I presented Laura with a huge challenge. We needed 90 vials of Erwinaze in about three months. There wasn’t another batch due to be manufactured and released and supplies were depleted. Immediately, Laura got to work. She told me she would try to help. She listened and understood. In about a week, Laura had found enough medication for the first course.
Cole went through the course of Erwinaze. He developed hyperglycemia due to the combination of the drugs he was taking at the time. This happened because the medication wasn’t given at the correct protocol specified time due to the shortage, the combination of the drugs caused Cole to need insulin shots. The timing of the protocol is so important. My son has been through many battles the last 10 months. He faced each battle with a stoic nature and quiet strength. For him to have to face this addition challenge seems so unfair.
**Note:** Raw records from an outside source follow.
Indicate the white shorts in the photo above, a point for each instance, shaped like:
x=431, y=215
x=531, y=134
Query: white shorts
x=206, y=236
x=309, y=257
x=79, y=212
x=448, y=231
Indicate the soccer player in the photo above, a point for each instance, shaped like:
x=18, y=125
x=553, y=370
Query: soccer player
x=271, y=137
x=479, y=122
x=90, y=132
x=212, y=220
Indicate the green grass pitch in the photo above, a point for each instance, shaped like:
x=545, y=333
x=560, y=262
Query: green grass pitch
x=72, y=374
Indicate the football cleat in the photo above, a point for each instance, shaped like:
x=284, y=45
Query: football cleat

After finding the first course Laura and Angels for Change, kept working and were able to find us the other 60 vials. We received our final course of Erwinaze. Cole can now move into maintenance phase fully completing all of his protocol required chemotherapy. 90 vials all found and secured through Angels for Change.
I thank God that I was connected to Laura Bray and Angels for Change because I do not want to think of the alternative. This is a medication that many cancer warriors need to be successful in treatment. Children who have a reaction to Peg-Aspargase cannot continue with that medication and need Erwinaze. We have the protocol in place that gives our children a 90% plus survival rate for some forms of leukemia. It breaks my heart that we have a plan to survival, but not the tools to carry out the plan.
Laura Bray has gone above and beyond advocacy. She is there for me every step of the way. Knowing I am no longer alone in this journey and to have a connection with someone who has been through this means the world to me. The Angels for Change Mission is extremely close to our family’s heart and Laura Bray has positively impacted our lives forever.